表紙と帯を見て、買うまいと思ったが、訳者をみて購入。

山岸真、小川隆、浅倉久志の3氏の訳には、自動的に1+のバイアスがかかるのです。逆は内田昌之氏の訳す作品。訳には文句は無いのですが、対象作品に(オイラ的に)ハズレが多いのが難です。各訳者別の得点表、作ろうか。

内容は、トールキンの「ホビットの冒険」を下敷きにした、いわゆる正統派スペオペです。パロディではありません。

私は、いわゆる正統派スペオペって奴が、大っ嫌いなのですが、パット・マーフィーなので、ここは目をつぶります。しかし、巧いです。今スペオペを書くなら、この水準は確実に越えて欲しいものです。

「ホビットの冒険」は、MSX用ゲーム「The HOBBIT」に一緒に付いていたペーパーバックで、確か四分の一、BilboがGulumから指輪を騙し取って逃げたあたりまでしか読んでいません。ゲームはイギリス産のテープで、RAMを64k以上積んだMSXでしか動きませんでした。しかも、MSX2以降の機種では動かないのです。当時64kものRAMを積んだ機種は、確か東芝とフィリップスのものの2機種しか無かった筈。テープの中身、まだ生きていたら、読み出してみようか。そうだ、同じワゴンで買った「団地妻の誘惑」も。「団地妻の誘惑」は、迷宮と呼ぶにはあまりにも単純な4階建ての団地を舞台にした、ウィザードリィスタイルの真っ当なRPGでした。流石はシブサワ・コウ。

……脱線しました。

お薦めできます。充分に楽しめるでしょう。
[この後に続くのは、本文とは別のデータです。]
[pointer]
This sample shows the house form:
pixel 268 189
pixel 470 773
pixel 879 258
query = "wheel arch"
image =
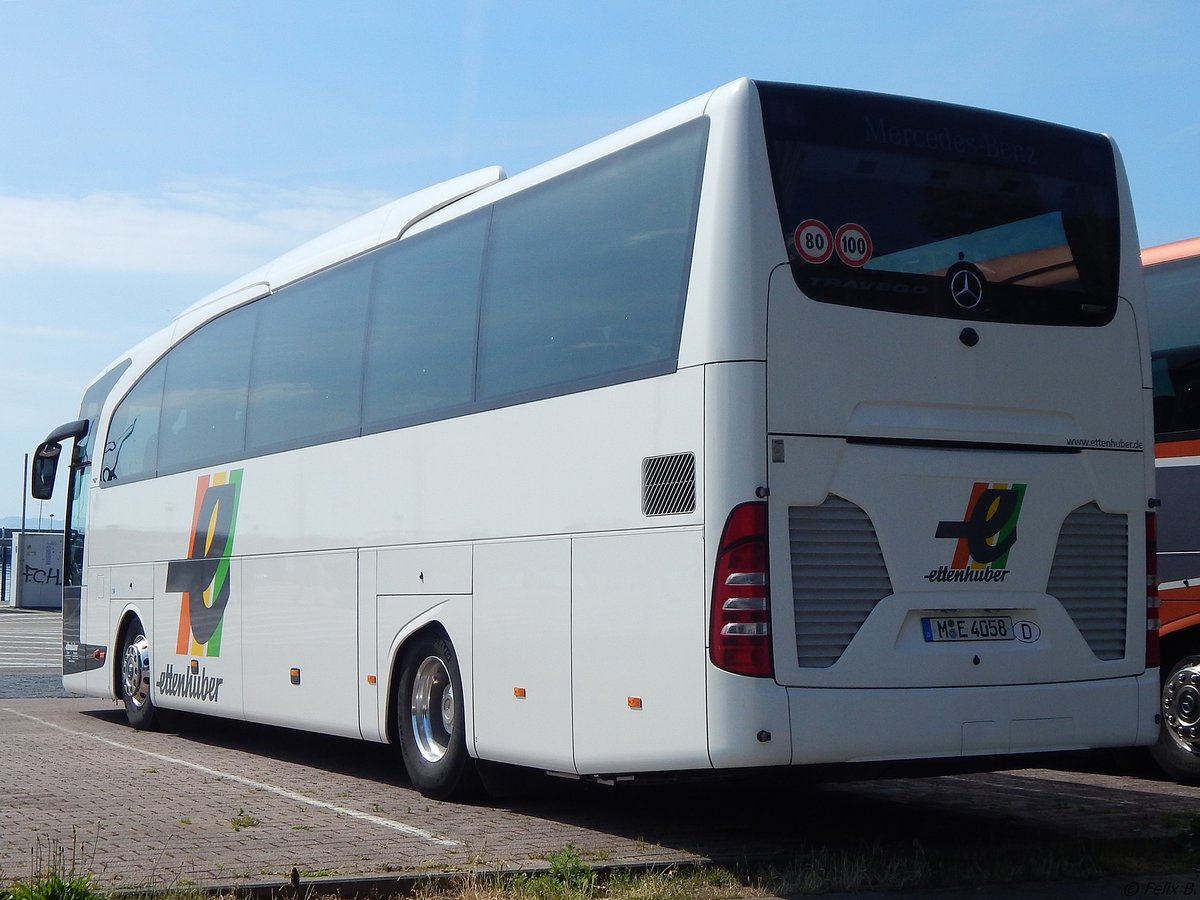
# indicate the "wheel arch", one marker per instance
pixel 449 618
pixel 1179 643
pixel 130 615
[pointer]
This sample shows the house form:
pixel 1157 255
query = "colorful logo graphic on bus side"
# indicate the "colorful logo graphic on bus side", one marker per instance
pixel 203 579
pixel 985 535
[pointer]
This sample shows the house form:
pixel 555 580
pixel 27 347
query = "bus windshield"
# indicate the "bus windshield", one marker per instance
pixel 883 202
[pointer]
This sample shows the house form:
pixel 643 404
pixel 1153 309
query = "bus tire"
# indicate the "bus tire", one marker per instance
pixel 1177 750
pixel 431 720
pixel 139 707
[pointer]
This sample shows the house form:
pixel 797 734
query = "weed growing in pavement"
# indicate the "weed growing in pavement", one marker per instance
pixel 243 820
pixel 53 876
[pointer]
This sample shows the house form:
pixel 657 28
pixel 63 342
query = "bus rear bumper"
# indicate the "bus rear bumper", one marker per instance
pixel 867 725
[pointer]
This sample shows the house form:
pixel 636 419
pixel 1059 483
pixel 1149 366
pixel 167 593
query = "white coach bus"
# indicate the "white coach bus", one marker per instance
pixel 792 426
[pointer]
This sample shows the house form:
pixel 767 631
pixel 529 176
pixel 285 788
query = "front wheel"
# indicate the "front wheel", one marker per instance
pixel 430 718
pixel 139 708
pixel 1177 750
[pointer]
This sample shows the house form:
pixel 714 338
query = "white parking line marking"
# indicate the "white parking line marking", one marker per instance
pixel 250 783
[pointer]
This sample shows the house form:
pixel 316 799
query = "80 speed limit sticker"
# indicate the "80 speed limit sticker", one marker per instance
pixel 814 241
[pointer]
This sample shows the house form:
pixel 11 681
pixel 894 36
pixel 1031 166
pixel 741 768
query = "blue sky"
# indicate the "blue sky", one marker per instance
pixel 153 151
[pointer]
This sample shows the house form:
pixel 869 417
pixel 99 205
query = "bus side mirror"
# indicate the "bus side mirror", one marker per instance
pixel 46 466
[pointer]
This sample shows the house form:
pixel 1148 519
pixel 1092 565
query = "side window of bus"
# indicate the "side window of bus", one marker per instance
pixel 1176 390
pixel 421 335
pixel 306 377
pixel 204 397
pixel 587 274
pixel 131 447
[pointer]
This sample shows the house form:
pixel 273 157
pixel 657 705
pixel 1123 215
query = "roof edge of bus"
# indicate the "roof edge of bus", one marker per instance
pixel 1170 252
pixel 363 233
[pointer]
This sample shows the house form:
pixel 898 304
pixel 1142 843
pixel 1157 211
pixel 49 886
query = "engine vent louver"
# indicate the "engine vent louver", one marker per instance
pixel 838 577
pixel 1090 577
pixel 669 485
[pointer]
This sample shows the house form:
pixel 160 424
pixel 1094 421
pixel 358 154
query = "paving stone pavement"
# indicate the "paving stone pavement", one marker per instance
pixel 227 803
pixel 215 802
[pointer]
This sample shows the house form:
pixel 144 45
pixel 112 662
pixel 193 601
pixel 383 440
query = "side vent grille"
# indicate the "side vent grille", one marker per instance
pixel 838 577
pixel 1090 577
pixel 669 485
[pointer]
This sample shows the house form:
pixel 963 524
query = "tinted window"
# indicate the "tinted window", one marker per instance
pixel 1173 298
pixel 587 274
pixel 131 448
pixel 424 316
pixel 204 399
pixel 306 378
pixel 940 210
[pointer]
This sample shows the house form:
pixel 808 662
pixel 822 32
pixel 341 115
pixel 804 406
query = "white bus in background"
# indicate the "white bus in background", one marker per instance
pixel 789 427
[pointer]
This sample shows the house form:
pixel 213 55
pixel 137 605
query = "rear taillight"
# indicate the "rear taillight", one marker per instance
pixel 1152 648
pixel 739 627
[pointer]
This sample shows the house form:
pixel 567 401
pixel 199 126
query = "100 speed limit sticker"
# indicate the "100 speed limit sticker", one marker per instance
pixel 815 243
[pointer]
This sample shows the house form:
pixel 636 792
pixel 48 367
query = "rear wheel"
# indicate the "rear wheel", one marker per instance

でも、ゴリゴリとした問題作が読みたいよぉ。

「20世紀SF #5 1980年代」
出版社:
河出書房新社
分類:
SF,文庫

80年代。

ギブスン、ベンフォード、スターリング、フォワード、ベア、カード、ラッカー、ブリン。私がSFファンである事に自覚した頃、書店に並んだ作品たち。文庫ばかり立ち読みしていたから、ゼラズニィもホールドマンも、ストルガツキィ兄弟も、私にとっては80年代だ。

あの頃、私は永久に書換えられてしまった。

情報理論、分子進化論、天体物理、共生、フラクタル幾何学。目新しいテクノロジーが世界を席巻するのを目撃し、粒子加速器や軌道エレベータ、テラフォーミングが議論されるのを見た。宇宙はシャトル一色で、NASAは神秘的な科学ガジェットの源だった。

ロボットはサンライズメカだったし、宇宙船は加藤直之の描くシリンダーだった。マイコンはホビーだったし、一番好きな雑誌はLoginだった。

ベンフォードは間違い無くハードだった。マイコンファンらしく、一度はギブスンを拒否したが、2度目にはハマった。日本人作家は神林長平と火浦功、そして谷甲州だった。そしてスターリングは私のSFの基準になっていた。

そう、それが私の”黄金時代”


収録作はどれもお薦めの内容です。私は「冬のマーケット」と「宇宙の恍惚」は読む必要を感じませんでした。既に何度再読したことか。しかし何故「冬のマーケット」?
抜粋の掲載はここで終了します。